Tuesday, 4 March 2014

Design : Now open


Open source is an approach to design which allows anyone and everyone to contribute to the design process. Whether it be hardware or software or anything inbetween the designs are released for the world to edit, comment on and utalise. It’s a non profit help-each-other-out community feel idea from the design world and can be interpreted in many ways. It has no one definition but a whole ecosystem of definitions But does it work?

You’d think this was a new concept but it’s been around for a while now. Enzo Mari was a designer in the 70s and made a range of open source furniture that the common man could understand. It has often been said that he was the first pioneer of open design. His believed that ‘if people are encouraged to build a table with their own hands they will better understand the thinking within it.’ This theory clearly makes sense- he wanted to educate people on design and successfully did so.

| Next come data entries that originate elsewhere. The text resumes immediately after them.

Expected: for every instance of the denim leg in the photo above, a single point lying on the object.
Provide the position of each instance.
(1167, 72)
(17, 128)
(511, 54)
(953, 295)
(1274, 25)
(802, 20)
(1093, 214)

How open is open source design? There are different ways to interpret open source design and I don’t know that much about the topic but I believe for a design to be truly ‘open’ it must be made by tools and materials that are accessible to most and done in a way that is easily understandable and in which people can contribute to the upmost degree. Obviously not everyone would agree with that and different projects and designers demonstrate different degrees of 'open-ness'.

More successful and well known examples of open source are ‘aurdino’ a brand of comerically successful microcontroller boards. It’s a project to get people involved in electronics who aren’t necessarily experts in the field. Its an open hardware project that involves everyone in expanding their business by programming new software and educating people on electronics. This demonstrates a problem as despite the popularity of the brand, the more successful it gets in terms of uptake, the less open source it can be as it becomes harder to take the design in new directions.


The fiat mio project is a more poor example of open source
 


fiat used this project more as a publicity stunt than anything and the level of openness was in fact quite closed. The design input from the public was questionable and it certainly was not made using a technology that was accessible to everyone.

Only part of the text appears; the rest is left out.